American rancher, businessman, politician

John D. "Colonel Jack" Henderson was an American editor, rancher, businessman, and pro-slavery politician in the Kansas Territory. He was a Colonel in the Border Wars of Bleeding Kansas. Henderson was the first settler of Henderson Island, Kansas Territory, later Henderson, Colorado.

==Biography==
Henderson was born in Pennsylvania but moved to the Kansas Territory, where he became a leading advocate for slavery. The proprietor and editor of the Leavenworth Journal, he was elected chairman of the central committee of the pro-slavery National Democratic Party of Kansas but was later accused of vote fraud.

In 1859, Henderson, with a former slave as partner, built a trading post, ranch, and hotel on Henderson Island in the South Platte River in Arapahoe County, Kansas Territory, from which he sold meat and provisions to gold seekers on their way up the South Platte River Trail to the gold fields during the Pike's Peak Gold Rush. Henderson Island was the first permanent settlement in the South Platte River Valley between Fort Saint Vrain in the Nebraska Territory and the Cherry Creek Diggings in the Kansas Territory. Henderson Island became a part of the new Territory of Colorado on February 28, 1861, Henderson returned to eastern Kansas and (ironically) fought for the Union in the American Civil War.
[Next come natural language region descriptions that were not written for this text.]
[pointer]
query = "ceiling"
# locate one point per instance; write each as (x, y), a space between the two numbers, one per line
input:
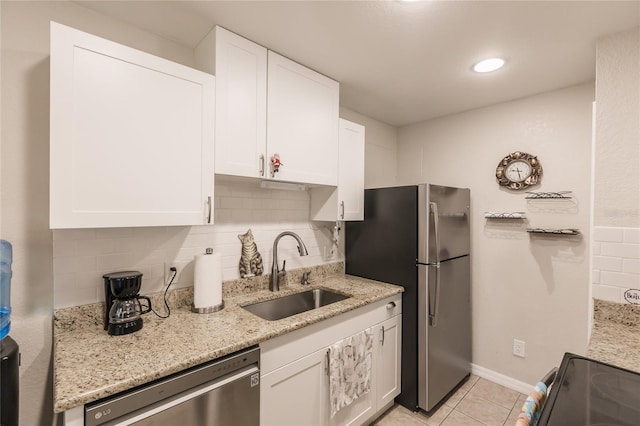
(403, 62)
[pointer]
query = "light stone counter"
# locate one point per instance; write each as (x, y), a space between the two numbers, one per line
(89, 364)
(615, 338)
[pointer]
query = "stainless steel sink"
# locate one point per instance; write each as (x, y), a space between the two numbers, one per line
(286, 306)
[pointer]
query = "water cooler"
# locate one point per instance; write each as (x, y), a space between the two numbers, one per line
(9, 350)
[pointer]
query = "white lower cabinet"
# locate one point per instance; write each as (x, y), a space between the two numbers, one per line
(294, 394)
(388, 356)
(294, 387)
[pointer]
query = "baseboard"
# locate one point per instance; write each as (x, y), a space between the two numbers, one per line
(501, 379)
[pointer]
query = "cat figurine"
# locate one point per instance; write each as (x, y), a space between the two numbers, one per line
(250, 259)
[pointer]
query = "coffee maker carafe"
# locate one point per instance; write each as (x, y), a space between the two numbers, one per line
(123, 309)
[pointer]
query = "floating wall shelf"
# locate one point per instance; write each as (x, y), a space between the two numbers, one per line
(505, 215)
(568, 231)
(548, 195)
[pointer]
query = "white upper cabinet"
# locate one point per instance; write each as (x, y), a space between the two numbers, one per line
(346, 202)
(268, 105)
(240, 67)
(302, 122)
(131, 136)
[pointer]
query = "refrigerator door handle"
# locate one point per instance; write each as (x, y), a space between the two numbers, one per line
(433, 315)
(436, 226)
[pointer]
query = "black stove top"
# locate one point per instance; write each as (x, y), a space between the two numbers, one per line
(589, 393)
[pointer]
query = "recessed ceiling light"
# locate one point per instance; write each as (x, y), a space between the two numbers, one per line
(489, 65)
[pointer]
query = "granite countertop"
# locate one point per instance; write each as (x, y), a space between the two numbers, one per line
(615, 337)
(89, 364)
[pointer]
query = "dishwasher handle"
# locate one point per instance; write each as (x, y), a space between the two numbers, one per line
(187, 395)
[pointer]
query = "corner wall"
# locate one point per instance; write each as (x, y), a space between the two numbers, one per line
(524, 286)
(616, 242)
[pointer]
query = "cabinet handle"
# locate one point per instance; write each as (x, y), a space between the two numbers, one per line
(326, 367)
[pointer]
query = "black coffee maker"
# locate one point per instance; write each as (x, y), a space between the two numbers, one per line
(123, 310)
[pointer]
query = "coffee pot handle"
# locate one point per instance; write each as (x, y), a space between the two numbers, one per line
(144, 308)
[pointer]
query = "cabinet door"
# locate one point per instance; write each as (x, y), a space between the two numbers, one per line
(302, 122)
(388, 360)
(241, 104)
(351, 171)
(346, 202)
(131, 136)
(296, 394)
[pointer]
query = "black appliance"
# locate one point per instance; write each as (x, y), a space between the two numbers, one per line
(587, 392)
(123, 310)
(418, 237)
(9, 378)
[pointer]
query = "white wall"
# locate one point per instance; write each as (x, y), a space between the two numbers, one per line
(617, 148)
(525, 287)
(616, 242)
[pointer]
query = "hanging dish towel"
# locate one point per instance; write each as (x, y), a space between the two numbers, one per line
(350, 369)
(532, 407)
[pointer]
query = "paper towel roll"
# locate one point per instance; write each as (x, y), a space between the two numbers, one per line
(207, 282)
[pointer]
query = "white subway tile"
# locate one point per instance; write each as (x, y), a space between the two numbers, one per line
(241, 216)
(115, 261)
(604, 292)
(114, 232)
(64, 248)
(619, 279)
(607, 234)
(65, 265)
(231, 203)
(94, 247)
(631, 266)
(74, 234)
(631, 235)
(629, 251)
(604, 263)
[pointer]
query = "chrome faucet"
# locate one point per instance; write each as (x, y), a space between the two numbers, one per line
(276, 273)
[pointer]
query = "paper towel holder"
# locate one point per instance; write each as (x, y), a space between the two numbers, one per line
(208, 309)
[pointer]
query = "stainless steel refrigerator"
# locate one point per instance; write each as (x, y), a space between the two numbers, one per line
(418, 237)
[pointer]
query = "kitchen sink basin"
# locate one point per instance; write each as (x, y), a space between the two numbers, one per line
(286, 306)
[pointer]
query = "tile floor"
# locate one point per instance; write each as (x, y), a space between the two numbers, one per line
(478, 402)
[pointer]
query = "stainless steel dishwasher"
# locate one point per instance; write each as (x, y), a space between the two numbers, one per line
(224, 392)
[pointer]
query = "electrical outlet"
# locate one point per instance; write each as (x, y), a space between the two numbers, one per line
(518, 348)
(168, 272)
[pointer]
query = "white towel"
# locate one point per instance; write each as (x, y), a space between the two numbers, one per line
(350, 369)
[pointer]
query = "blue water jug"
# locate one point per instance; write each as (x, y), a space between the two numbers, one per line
(6, 257)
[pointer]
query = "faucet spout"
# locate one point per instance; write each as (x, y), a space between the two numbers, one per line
(276, 273)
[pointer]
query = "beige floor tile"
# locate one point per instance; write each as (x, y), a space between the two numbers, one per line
(485, 411)
(494, 392)
(456, 418)
(399, 416)
(457, 396)
(471, 380)
(437, 417)
(513, 416)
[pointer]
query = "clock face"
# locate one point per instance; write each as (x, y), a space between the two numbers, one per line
(518, 171)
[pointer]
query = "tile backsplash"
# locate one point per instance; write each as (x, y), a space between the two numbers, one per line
(82, 256)
(616, 264)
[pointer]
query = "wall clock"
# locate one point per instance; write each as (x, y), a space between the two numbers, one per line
(518, 170)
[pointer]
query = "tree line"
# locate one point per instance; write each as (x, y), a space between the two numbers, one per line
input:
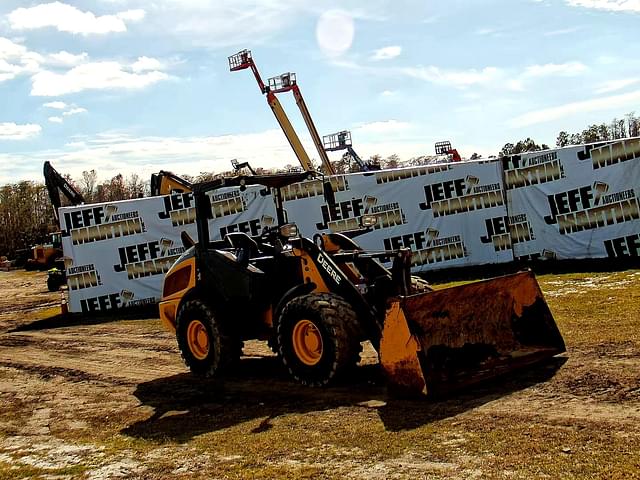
(26, 213)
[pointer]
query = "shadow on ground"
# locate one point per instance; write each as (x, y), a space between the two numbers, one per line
(186, 406)
(79, 319)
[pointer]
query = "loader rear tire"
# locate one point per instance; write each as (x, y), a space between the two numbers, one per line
(318, 338)
(204, 346)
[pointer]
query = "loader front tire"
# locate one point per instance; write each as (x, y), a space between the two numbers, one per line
(318, 338)
(205, 348)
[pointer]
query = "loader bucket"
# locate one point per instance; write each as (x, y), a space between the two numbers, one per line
(439, 341)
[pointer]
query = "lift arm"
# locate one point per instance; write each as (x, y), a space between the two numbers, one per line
(56, 183)
(287, 82)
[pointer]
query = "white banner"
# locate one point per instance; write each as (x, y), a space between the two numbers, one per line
(441, 212)
(116, 253)
(575, 202)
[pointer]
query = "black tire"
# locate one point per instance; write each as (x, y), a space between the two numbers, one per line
(337, 325)
(221, 350)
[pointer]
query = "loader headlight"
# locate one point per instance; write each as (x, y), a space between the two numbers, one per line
(290, 230)
(368, 221)
(176, 281)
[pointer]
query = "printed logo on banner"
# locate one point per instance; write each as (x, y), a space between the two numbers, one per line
(590, 207)
(81, 276)
(313, 188)
(521, 172)
(611, 154)
(627, 246)
(427, 247)
(93, 224)
(147, 258)
(345, 215)
(114, 301)
(460, 195)
(250, 227)
(180, 208)
(387, 176)
(505, 231)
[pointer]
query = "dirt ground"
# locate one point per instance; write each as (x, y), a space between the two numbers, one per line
(110, 398)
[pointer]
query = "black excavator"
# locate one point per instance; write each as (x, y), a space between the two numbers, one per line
(49, 255)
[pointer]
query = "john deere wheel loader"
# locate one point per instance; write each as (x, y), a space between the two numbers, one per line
(318, 300)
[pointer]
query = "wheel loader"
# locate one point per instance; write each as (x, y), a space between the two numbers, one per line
(316, 301)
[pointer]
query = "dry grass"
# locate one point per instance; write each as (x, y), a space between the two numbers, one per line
(577, 420)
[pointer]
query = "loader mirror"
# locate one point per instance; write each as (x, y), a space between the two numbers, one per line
(329, 196)
(289, 230)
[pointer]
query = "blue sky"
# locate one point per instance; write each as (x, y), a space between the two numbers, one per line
(133, 86)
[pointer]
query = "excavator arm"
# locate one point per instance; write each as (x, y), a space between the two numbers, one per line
(56, 183)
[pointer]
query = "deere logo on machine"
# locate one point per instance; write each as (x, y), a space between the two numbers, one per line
(505, 231)
(313, 188)
(612, 153)
(180, 208)
(533, 170)
(94, 224)
(460, 195)
(427, 247)
(147, 258)
(346, 215)
(591, 207)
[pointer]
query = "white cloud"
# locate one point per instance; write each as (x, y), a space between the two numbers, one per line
(92, 76)
(74, 111)
(384, 127)
(12, 131)
(144, 64)
(609, 5)
(66, 58)
(454, 78)
(15, 60)
(614, 85)
(57, 105)
(67, 18)
(568, 69)
(387, 53)
(594, 105)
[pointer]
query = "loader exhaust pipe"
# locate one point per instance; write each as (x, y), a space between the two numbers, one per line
(439, 341)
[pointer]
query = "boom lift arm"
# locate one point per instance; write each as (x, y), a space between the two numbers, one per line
(164, 183)
(56, 183)
(243, 60)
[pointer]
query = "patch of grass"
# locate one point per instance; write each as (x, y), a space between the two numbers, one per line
(18, 471)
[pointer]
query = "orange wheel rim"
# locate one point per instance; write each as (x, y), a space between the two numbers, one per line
(198, 339)
(307, 342)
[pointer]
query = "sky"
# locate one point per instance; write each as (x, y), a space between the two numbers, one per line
(136, 86)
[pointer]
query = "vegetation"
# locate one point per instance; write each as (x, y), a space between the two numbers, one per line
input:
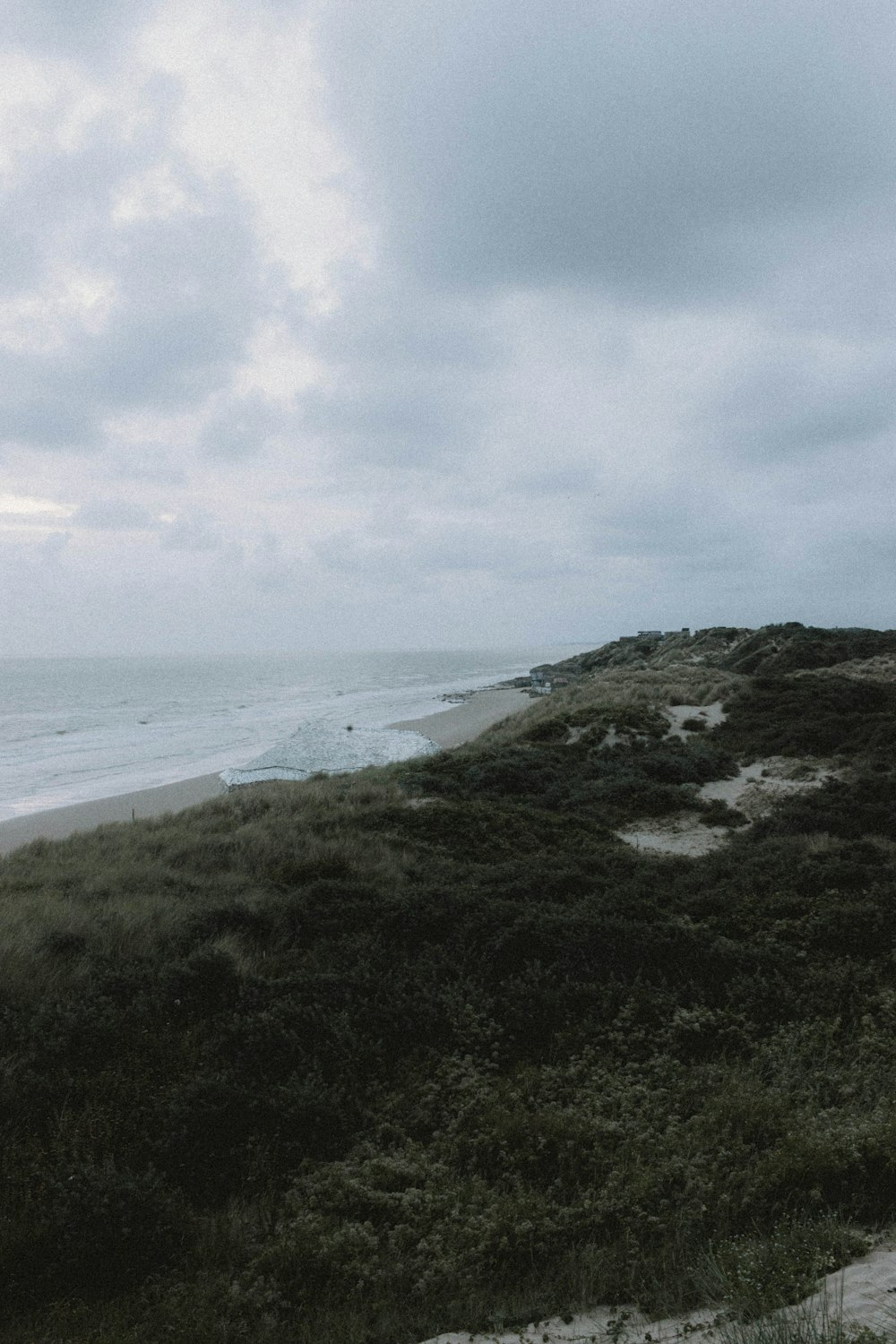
(430, 1048)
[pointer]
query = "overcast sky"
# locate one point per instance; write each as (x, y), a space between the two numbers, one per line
(443, 323)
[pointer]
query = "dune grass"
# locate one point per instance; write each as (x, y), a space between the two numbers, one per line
(317, 1062)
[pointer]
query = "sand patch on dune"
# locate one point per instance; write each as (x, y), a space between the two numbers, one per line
(754, 792)
(864, 1293)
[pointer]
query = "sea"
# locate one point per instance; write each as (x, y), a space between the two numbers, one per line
(80, 728)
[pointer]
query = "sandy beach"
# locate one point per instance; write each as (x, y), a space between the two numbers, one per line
(61, 823)
(463, 722)
(447, 728)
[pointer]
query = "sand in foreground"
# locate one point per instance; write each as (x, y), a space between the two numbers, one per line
(463, 722)
(61, 823)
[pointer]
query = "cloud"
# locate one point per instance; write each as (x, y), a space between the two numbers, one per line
(802, 398)
(654, 155)
(113, 513)
(195, 531)
(180, 297)
(91, 30)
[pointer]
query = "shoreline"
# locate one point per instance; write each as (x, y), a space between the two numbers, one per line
(446, 728)
(59, 823)
(465, 720)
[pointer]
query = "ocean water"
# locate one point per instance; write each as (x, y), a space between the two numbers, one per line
(80, 728)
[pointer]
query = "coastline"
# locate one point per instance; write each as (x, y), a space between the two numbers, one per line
(463, 722)
(59, 823)
(446, 728)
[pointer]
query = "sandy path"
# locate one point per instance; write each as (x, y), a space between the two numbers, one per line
(864, 1292)
(463, 722)
(85, 816)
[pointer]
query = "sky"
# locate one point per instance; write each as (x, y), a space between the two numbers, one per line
(443, 323)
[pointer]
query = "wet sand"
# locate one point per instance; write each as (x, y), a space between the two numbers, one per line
(447, 728)
(61, 823)
(463, 722)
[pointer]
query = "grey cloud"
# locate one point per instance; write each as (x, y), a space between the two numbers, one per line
(661, 153)
(242, 427)
(196, 531)
(113, 513)
(187, 293)
(794, 402)
(91, 29)
(560, 480)
(406, 375)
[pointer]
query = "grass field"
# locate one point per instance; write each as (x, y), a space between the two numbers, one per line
(429, 1047)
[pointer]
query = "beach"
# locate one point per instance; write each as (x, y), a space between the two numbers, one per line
(447, 728)
(463, 722)
(59, 823)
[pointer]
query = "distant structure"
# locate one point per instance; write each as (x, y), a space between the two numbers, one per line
(654, 634)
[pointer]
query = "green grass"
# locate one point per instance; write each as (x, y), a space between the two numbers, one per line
(427, 1047)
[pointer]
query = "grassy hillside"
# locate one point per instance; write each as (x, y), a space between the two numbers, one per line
(430, 1047)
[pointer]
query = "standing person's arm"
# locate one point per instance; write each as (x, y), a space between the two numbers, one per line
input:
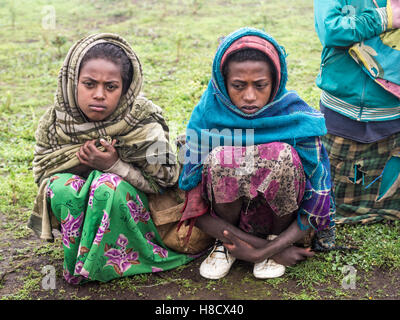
(339, 25)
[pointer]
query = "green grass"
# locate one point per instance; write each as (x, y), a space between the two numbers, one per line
(175, 41)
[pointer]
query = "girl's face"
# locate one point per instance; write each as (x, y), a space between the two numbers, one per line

After the war, Henderson bought a chain of Colorado gold mines. On a later trip to Colorado, he and some eighteen others were killed during an encounter with a group of Osage Indians for crossing the Osage territory with loaded weapons.

==Legacy==
On August 29, 1872, the Island Station, Colorado Territory, post office opened on Henderson Island. The post office moved to the east side of the river, and on March 1, 1894, the post office name was changed to the Henderson, Colorado. The Henderson post office (ZIP code 80640) remains open today and serves both the unincorporated community of Henderson as well as portions of the City of Commerce City and the City of Brighton.

Henderson Island is today the site of the Adams County Regional Park and Fairgrounds. The unincorporated community of Henderson has been largely absorbed by Commerce City.